Gabriel Von Eisenstein, porté par le baryton Stephan Genz propose un jeu comique à souhait. Sa voix charismatique et pulsée donne vitalité à ce personnage, victime de la supercherie du Docteur Falk. Son timbre, bien charnu, est relevé par des nuances donnant du corps à ses paroles. À ses côtés, sa femme Rosalinde, jouée par la soprano Eléonore Marguerre emploie un jeu dramatique profond et déploie ainsi la riche palette de ses sentiments. Sa voix chaude et suave s’étend vers des phrases riches et mélodieuses (seuls certains de ses aigus paraissent parfois raides et manquant de relief). À leurs services, la jeune Adèle, interprétée par la soprano Claire de Sévigné, est une femme de chambre très féminine. Le jeu émouvant captive l’attention du public, la voix est soutenue par un timbre aérien à la justesse pure. À travers une chorégraphie charmante, sa performance du célèbre rire enchante en phrases maitrisées vers des aigus faciles et cristallins.
Alfred, soupirant de Rosalinde, voit le ténor Milos Bulajic jouer le joli cœur sur une comédie émouvante et sensée. Son timbre, particulièrement léger, se démarque par une diction prononcée. En revanche, les lignes du chanteur sont parfois hachées et manquent de projection dans les ensembles. Comploteur de cette affaire, le baryton-basse Thomas Tatzl convainc sur des interventions de caractère. Sa voix profonde et enjouée, dotée d’un léger vibrato, est une touche de velours. Il enchante le public avec des phrases contrôlées et à l’allure confiante. Son air principal apporte un moment de douceur, suivi d’une scène d’ensemble homogène et délicieusement envoûtante. D’une élégance royale, la mezzo-soprano Stephanie Houtzeel assure un jeu gracieux et expressif pour le Prince Orlovsky, sur des caractéristiques vocales chaleureuses et exclamées. Le Frank du baryton-basse Horst Lamnek montre une interprétation comique et crédible avec une voix distincte et résonante ainsi que des mimiques travaillées. D’un jeu d'acteur théâtral remarqué, le ténor François Piolino endosse le rôle du Docteur Blind avec volontarisme et rigueur scénique. Enfin, la sœur d’Adèle, Ida, est joliment interprétée par la soprano Veronika Seghers qui s’implique dans ses scènes avec élégance.

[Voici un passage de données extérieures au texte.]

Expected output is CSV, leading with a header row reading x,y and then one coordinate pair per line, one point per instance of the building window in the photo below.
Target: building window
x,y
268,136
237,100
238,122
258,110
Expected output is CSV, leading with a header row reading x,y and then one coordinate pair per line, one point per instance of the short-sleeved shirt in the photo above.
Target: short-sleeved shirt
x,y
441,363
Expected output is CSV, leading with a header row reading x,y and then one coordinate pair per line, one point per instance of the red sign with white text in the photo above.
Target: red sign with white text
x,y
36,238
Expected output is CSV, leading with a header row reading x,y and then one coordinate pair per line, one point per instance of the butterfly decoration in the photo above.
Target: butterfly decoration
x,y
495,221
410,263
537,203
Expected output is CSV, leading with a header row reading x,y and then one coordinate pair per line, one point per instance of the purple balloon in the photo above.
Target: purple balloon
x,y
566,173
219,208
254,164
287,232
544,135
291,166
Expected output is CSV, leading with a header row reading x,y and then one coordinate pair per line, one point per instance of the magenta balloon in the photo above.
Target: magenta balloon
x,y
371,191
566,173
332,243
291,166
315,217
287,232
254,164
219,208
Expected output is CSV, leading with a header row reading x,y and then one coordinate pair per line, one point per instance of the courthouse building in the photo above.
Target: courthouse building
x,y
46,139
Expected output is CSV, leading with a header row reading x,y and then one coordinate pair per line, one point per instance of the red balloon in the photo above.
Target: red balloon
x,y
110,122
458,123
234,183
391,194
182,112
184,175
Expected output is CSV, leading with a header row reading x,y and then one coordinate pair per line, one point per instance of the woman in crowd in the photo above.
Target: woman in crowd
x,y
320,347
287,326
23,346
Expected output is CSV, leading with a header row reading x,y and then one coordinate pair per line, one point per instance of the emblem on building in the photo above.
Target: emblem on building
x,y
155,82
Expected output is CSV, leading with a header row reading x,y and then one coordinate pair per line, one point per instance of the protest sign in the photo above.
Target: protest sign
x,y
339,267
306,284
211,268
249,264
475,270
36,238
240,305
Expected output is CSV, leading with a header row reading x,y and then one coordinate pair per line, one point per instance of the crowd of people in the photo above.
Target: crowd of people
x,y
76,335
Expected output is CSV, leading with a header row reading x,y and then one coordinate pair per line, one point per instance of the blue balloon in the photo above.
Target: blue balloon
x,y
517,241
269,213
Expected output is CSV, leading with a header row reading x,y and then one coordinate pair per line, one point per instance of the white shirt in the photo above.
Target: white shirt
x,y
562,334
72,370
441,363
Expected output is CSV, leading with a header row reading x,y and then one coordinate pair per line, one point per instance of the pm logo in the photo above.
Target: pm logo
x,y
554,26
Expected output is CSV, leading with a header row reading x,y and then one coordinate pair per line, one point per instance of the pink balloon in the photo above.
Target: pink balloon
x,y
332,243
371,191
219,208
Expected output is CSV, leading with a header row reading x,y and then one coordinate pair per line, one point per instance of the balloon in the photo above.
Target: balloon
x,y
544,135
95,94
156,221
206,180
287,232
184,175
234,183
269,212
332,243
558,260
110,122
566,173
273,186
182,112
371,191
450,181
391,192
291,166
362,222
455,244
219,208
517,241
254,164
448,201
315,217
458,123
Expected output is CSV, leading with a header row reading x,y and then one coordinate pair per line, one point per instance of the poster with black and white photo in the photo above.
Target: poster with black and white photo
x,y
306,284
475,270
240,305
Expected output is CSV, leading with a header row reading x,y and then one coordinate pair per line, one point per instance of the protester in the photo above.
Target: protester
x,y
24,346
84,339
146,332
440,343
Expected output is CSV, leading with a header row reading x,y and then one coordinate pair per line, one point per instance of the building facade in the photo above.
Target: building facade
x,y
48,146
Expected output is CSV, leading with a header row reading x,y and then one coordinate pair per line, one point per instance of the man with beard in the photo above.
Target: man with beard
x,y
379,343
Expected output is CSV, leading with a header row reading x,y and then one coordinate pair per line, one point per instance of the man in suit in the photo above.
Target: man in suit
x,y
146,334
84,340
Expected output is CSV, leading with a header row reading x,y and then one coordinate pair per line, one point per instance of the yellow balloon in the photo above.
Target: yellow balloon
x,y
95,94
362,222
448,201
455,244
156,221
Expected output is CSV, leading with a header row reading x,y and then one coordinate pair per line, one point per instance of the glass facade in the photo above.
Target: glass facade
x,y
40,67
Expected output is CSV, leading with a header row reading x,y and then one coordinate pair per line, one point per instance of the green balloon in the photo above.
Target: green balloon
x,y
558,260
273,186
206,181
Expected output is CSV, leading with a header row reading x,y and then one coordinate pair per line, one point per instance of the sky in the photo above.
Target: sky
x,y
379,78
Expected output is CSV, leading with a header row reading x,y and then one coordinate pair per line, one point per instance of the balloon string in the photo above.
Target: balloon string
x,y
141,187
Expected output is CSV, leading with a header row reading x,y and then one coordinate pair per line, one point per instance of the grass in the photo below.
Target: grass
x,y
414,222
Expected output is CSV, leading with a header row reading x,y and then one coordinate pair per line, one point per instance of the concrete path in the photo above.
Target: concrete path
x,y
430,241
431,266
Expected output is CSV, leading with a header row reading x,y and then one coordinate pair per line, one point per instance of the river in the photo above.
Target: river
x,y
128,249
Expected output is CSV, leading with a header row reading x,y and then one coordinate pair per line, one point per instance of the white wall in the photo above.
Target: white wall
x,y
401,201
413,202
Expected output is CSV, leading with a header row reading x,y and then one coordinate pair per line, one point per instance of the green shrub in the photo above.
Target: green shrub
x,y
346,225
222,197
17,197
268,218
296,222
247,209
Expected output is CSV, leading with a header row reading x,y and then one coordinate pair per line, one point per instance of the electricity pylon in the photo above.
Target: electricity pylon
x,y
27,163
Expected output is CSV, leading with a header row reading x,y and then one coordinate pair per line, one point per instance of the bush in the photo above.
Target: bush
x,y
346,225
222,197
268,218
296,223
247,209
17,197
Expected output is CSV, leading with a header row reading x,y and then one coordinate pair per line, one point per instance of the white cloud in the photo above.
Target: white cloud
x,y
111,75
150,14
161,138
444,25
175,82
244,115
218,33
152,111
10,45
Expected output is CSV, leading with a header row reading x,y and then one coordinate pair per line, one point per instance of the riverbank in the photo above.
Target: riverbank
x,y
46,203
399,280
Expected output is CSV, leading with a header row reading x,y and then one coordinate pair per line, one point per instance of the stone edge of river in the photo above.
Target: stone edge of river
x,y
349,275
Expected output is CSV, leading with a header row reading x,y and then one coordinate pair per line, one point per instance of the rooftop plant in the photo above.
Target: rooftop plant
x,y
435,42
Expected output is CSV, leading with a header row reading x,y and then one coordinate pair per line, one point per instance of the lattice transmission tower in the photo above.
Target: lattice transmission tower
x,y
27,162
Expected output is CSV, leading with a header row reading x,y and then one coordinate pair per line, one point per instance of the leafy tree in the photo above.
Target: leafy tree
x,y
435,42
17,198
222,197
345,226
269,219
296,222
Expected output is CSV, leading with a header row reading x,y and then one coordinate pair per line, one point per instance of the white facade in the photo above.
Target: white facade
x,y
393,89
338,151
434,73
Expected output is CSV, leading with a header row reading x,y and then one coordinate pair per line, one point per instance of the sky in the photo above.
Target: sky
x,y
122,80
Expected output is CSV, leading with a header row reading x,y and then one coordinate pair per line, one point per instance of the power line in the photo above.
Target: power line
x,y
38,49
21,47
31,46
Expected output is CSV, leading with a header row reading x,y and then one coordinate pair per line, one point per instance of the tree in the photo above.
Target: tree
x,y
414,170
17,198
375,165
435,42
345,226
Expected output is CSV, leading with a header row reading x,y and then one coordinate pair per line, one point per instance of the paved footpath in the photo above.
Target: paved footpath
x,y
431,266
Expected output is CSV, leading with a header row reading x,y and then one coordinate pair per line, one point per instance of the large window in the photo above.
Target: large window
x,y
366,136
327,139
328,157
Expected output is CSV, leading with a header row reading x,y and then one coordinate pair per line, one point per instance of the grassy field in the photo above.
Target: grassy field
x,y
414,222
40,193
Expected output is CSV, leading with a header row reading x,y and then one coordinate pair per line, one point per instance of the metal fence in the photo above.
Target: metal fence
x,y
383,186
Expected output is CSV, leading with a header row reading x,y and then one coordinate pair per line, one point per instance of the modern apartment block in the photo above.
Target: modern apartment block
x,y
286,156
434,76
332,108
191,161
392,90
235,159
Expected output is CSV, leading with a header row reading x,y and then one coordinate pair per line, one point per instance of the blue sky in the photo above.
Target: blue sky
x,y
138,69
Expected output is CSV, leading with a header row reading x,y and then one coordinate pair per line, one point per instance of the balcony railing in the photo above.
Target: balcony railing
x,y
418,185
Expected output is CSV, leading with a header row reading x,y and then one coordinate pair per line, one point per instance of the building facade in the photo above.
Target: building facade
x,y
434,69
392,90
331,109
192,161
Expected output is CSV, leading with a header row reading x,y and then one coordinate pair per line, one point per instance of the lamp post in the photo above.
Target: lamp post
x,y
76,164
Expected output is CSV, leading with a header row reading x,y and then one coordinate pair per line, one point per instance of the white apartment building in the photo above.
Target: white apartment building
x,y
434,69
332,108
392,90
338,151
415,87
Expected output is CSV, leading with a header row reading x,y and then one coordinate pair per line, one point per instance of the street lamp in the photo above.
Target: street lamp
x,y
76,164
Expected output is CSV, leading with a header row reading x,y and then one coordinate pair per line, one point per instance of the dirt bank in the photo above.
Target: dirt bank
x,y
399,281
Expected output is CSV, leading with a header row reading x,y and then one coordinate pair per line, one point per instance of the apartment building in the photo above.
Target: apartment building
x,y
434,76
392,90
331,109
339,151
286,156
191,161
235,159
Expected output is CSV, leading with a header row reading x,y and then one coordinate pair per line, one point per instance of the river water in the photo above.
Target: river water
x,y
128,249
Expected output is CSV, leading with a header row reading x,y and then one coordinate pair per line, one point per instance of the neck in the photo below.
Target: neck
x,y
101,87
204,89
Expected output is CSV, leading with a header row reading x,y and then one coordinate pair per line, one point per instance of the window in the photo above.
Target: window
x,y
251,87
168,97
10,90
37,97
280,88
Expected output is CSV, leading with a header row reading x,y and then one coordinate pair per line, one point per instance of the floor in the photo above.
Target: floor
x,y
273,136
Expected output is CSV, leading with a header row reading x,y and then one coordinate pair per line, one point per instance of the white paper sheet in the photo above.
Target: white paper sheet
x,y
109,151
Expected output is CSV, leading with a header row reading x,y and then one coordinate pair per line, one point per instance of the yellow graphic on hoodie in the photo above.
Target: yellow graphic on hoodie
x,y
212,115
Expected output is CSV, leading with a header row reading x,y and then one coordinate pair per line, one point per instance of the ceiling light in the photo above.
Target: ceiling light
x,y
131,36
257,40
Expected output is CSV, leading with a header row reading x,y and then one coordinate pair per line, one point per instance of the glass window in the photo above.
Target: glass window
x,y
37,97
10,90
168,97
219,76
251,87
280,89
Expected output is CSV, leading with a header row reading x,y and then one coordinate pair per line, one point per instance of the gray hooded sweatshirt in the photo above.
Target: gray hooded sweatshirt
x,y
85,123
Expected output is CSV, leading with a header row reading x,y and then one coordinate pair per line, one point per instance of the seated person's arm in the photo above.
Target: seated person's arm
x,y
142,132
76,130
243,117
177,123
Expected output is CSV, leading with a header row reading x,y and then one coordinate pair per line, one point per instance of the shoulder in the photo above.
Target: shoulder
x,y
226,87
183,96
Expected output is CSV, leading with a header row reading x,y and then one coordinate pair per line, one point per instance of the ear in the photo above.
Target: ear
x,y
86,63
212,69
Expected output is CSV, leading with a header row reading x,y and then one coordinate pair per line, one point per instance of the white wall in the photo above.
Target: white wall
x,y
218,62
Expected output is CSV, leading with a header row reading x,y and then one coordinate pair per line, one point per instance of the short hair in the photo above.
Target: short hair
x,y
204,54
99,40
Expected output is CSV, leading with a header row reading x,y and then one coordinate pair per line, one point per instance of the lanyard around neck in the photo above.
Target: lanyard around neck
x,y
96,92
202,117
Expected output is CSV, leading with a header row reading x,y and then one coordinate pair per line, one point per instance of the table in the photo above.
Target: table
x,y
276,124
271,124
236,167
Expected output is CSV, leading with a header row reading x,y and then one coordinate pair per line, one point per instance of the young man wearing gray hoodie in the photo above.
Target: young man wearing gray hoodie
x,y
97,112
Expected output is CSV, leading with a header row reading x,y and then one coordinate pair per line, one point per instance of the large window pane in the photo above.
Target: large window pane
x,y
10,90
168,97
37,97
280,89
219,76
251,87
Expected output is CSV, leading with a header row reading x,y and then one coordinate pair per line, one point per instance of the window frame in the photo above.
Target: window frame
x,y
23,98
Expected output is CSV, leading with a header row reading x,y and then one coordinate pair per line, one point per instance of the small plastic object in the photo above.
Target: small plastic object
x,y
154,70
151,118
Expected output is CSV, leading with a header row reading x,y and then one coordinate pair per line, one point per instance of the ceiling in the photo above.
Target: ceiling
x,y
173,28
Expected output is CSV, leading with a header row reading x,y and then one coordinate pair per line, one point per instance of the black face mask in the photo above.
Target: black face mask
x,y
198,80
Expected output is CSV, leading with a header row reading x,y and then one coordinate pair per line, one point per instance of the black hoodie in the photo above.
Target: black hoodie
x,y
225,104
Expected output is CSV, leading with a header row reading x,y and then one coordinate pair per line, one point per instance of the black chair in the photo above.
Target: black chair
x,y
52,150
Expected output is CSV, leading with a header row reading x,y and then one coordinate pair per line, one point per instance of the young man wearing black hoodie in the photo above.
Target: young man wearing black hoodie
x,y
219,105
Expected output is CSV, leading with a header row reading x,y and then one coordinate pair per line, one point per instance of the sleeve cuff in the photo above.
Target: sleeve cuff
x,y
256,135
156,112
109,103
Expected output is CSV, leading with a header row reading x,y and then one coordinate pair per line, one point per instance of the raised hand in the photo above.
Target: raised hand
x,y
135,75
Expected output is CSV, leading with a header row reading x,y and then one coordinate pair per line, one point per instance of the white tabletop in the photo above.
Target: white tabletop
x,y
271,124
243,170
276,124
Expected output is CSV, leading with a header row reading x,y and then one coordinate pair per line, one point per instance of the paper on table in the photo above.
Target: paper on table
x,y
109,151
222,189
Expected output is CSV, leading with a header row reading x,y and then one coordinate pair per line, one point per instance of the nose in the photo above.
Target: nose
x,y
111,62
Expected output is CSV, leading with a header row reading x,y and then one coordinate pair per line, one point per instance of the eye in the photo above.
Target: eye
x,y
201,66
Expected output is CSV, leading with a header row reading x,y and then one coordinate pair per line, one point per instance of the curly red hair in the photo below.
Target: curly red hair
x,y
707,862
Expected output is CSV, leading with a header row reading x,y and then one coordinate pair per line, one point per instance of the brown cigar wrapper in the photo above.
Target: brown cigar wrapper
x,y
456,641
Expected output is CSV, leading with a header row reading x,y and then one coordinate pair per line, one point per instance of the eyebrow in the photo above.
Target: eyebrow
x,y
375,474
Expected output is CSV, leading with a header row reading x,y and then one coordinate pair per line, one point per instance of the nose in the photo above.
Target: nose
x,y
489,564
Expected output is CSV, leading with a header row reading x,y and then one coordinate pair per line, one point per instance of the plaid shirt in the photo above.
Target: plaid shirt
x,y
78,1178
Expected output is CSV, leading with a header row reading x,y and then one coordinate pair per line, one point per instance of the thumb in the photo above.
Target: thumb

Le Chœur de l’Opéra Grand Avignon participe activement à cette soirée réjouissante en dansant et en donnant de la voix à cette fête, faisant retentir pleinement la musique de Johann Strauss II.
C’est une pièce de choix qui achève ainsi la saison de l’Opéra Grand Avignon, les spectateurs repartant avec un souvenir mémorable de cette soirée.